La presse occidentale n’oublie jamais de le rappeler : la Russie et la Chine n’opposent leur véto que pour protéger la dictature. Il se dit depuis toujours que ce sont ces ex-républiques rouges depuis peu reconverties à la religion du bon de commande qui constituent l’obstacle à l’intervention musclée de l’Onu pour mettre fin à la souffrance du peuple en Côte d’Ivoire. Même chose depuis peu sur la Libye où l’on craint que les mesures d’exclusion de l’espace aérien préconisées par Londres et Washington pour mettre fin au bombardement des villes insurgées de la Tyrénaïque par l’aviation de Tripoli.
Naturellement, Chinois et Russes, sauf s’ils sont utilisés comme prétexte, ne prennent pas ces positions à cause de leur passion africaine. Les Africains meurent en Russie comme des mouches. Les populations russes vivent dans une dèche des plus noires alors que leurs oligargues siphonnent le pays. Quant à la Chine, c’est connu, le continent n’est pour elle qu’un marché à conquérir coûte que coûte, et le plus souvent à conquérir par la condescendance, la corruption, des dons fictifs et des marchés « compétitifs » qui sont autant de leurres. En fait, c’est parce qu’elles sont loin d’être des démocraties que ces pays siègent au sein du Conseil de Sécurité, rappelant ainsi l’impérieuse urgence de reformer cet outil primordial de la gouvernance mondiale.
La rue africaine est, bien entendu, généralement courte sur la question : elle prétend que l’Amérique peut bien agir en Côte d’Ivoire ou en Libye comme elle l’a fait en Irak, seule et dans le plus total mépris de l’Onu. Mais il ne devrait être question d’adhérer à cette politique de l’arrogance et du fait accompli. Aucun pas, fût-il hyperpuissant, ne doit fouler au pied le multilatéralisme.

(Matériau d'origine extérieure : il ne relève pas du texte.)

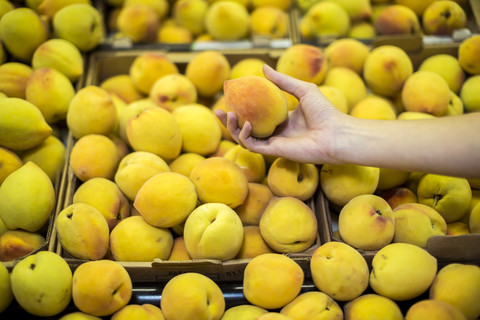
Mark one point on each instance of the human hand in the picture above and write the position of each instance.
(308, 134)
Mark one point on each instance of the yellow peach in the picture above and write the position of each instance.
(219, 179)
(244, 96)
(166, 199)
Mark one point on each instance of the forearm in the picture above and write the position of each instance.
(449, 146)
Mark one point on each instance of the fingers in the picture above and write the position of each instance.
(222, 116)
(285, 82)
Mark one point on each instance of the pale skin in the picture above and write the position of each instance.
(317, 132)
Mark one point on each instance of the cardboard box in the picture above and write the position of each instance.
(48, 231)
(406, 42)
(103, 64)
(115, 42)
(161, 271)
(447, 249)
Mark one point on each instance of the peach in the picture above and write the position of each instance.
(247, 67)
(274, 316)
(135, 169)
(172, 91)
(252, 163)
(223, 148)
(208, 70)
(282, 4)
(213, 231)
(313, 305)
(101, 287)
(366, 222)
(149, 66)
(166, 199)
(48, 155)
(305, 62)
(179, 250)
(285, 232)
(290, 178)
(402, 271)
(243, 311)
(42, 284)
(450, 196)
(448, 67)
(199, 127)
(138, 22)
(474, 220)
(455, 105)
(433, 309)
(457, 228)
(447, 283)
(204, 296)
(347, 52)
(51, 91)
(360, 10)
(129, 112)
(339, 271)
(325, 20)
(269, 21)
(161, 7)
(468, 52)
(123, 86)
(134, 311)
(253, 244)
(443, 17)
(385, 70)
(28, 198)
(61, 55)
(258, 101)
(397, 19)
(219, 179)
(417, 6)
(106, 197)
(372, 305)
(155, 130)
(133, 239)
(220, 104)
(85, 154)
(82, 231)
(468, 94)
(10, 162)
(374, 107)
(91, 111)
(341, 183)
(348, 82)
(257, 199)
(5, 288)
(15, 244)
(398, 195)
(426, 91)
(185, 162)
(227, 21)
(13, 78)
(272, 280)
(190, 14)
(415, 223)
(362, 30)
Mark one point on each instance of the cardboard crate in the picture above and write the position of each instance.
(161, 271)
(447, 249)
(406, 42)
(114, 41)
(48, 230)
(461, 248)
(103, 64)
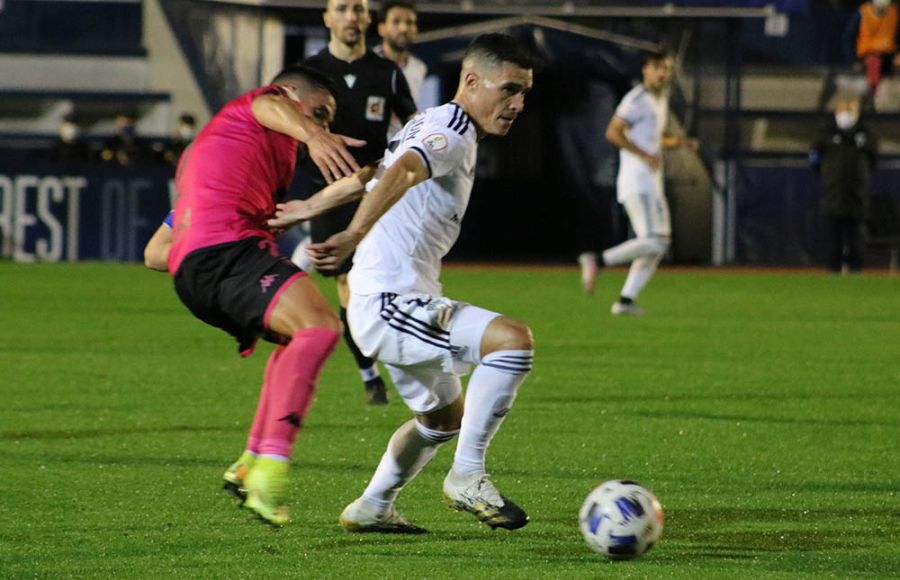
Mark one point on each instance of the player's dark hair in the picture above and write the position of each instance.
(307, 75)
(390, 5)
(497, 48)
(658, 55)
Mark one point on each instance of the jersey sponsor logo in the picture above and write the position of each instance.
(375, 108)
(266, 282)
(436, 142)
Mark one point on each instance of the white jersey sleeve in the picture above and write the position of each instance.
(441, 145)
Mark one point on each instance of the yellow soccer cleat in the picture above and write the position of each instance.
(234, 476)
(266, 487)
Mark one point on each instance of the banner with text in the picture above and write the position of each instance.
(92, 214)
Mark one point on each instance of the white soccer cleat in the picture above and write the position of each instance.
(361, 517)
(622, 309)
(477, 495)
(588, 263)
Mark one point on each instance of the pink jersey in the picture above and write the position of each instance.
(227, 179)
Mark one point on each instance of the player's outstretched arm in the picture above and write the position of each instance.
(336, 194)
(408, 171)
(156, 252)
(327, 150)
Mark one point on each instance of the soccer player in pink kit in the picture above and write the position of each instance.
(228, 272)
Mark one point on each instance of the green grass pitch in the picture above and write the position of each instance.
(762, 409)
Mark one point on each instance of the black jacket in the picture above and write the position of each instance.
(843, 161)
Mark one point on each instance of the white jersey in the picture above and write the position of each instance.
(403, 251)
(646, 115)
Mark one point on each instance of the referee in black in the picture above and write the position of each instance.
(368, 88)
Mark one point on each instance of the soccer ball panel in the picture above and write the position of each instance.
(621, 519)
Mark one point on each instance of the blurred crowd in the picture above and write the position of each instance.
(125, 148)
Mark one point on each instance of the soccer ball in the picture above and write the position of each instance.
(621, 519)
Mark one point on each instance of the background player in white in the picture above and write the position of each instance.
(404, 226)
(638, 130)
(398, 27)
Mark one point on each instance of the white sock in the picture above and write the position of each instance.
(489, 396)
(369, 373)
(411, 447)
(633, 249)
(639, 274)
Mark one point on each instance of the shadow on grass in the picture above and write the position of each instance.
(675, 414)
(94, 433)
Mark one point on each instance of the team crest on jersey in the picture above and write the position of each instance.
(436, 142)
(375, 109)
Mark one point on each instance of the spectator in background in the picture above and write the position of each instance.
(398, 27)
(874, 30)
(169, 153)
(843, 156)
(69, 149)
(123, 148)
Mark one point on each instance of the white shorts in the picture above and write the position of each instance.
(649, 215)
(426, 342)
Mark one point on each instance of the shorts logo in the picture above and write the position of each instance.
(375, 109)
(266, 281)
(436, 142)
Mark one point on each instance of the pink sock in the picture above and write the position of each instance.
(290, 392)
(262, 409)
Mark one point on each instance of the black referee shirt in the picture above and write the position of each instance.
(367, 91)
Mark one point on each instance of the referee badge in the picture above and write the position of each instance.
(375, 109)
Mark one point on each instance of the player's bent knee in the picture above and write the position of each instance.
(506, 334)
(446, 419)
(301, 306)
(660, 244)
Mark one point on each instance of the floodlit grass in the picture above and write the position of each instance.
(762, 409)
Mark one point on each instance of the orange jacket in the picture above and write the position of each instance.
(877, 32)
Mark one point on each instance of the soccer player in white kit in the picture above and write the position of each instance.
(638, 130)
(405, 225)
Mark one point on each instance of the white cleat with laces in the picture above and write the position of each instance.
(477, 495)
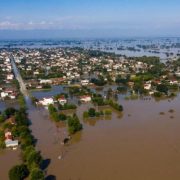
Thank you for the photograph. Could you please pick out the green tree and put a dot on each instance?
(92, 112)
(37, 174)
(18, 172)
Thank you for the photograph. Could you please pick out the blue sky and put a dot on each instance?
(90, 17)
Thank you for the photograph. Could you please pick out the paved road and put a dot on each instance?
(17, 74)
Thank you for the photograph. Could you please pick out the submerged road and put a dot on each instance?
(17, 74)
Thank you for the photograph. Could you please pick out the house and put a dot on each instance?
(62, 100)
(10, 77)
(46, 101)
(4, 94)
(147, 86)
(9, 142)
(85, 99)
(84, 82)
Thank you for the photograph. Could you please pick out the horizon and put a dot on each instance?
(88, 19)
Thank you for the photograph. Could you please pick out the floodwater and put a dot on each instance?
(140, 144)
(8, 159)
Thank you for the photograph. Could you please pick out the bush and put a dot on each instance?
(37, 174)
(74, 124)
(62, 117)
(18, 172)
(92, 112)
(107, 112)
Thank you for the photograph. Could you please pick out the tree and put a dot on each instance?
(37, 174)
(92, 112)
(74, 124)
(34, 159)
(18, 172)
(162, 88)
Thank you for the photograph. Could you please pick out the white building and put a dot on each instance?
(46, 101)
(62, 100)
(85, 99)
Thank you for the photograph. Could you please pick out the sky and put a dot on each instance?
(88, 18)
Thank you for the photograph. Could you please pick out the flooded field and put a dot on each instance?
(8, 159)
(141, 144)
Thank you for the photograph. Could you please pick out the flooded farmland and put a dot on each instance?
(143, 143)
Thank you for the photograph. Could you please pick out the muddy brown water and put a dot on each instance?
(141, 144)
(8, 159)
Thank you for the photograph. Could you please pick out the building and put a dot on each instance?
(85, 99)
(9, 142)
(62, 100)
(46, 101)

Par conséquent, il s’agit pour nous citoyens africains d’avoir le courage d’interpeller la Russie et la Chine, de leur demander de choisir enfin les peuples et non les présidents. Il faut leur dire : attention, les dettes que nous avons contractées avec elle, sont remboursées par les nations et pas par les présidents. Il faut le dire très haut pour que l’entendent nos parlements, ceux qui ne sont pas gênés de rester une simple chambre d’enregistrement, comme ceux qui font l’effort d’être les véritables contrôleurs de l’Exécutif.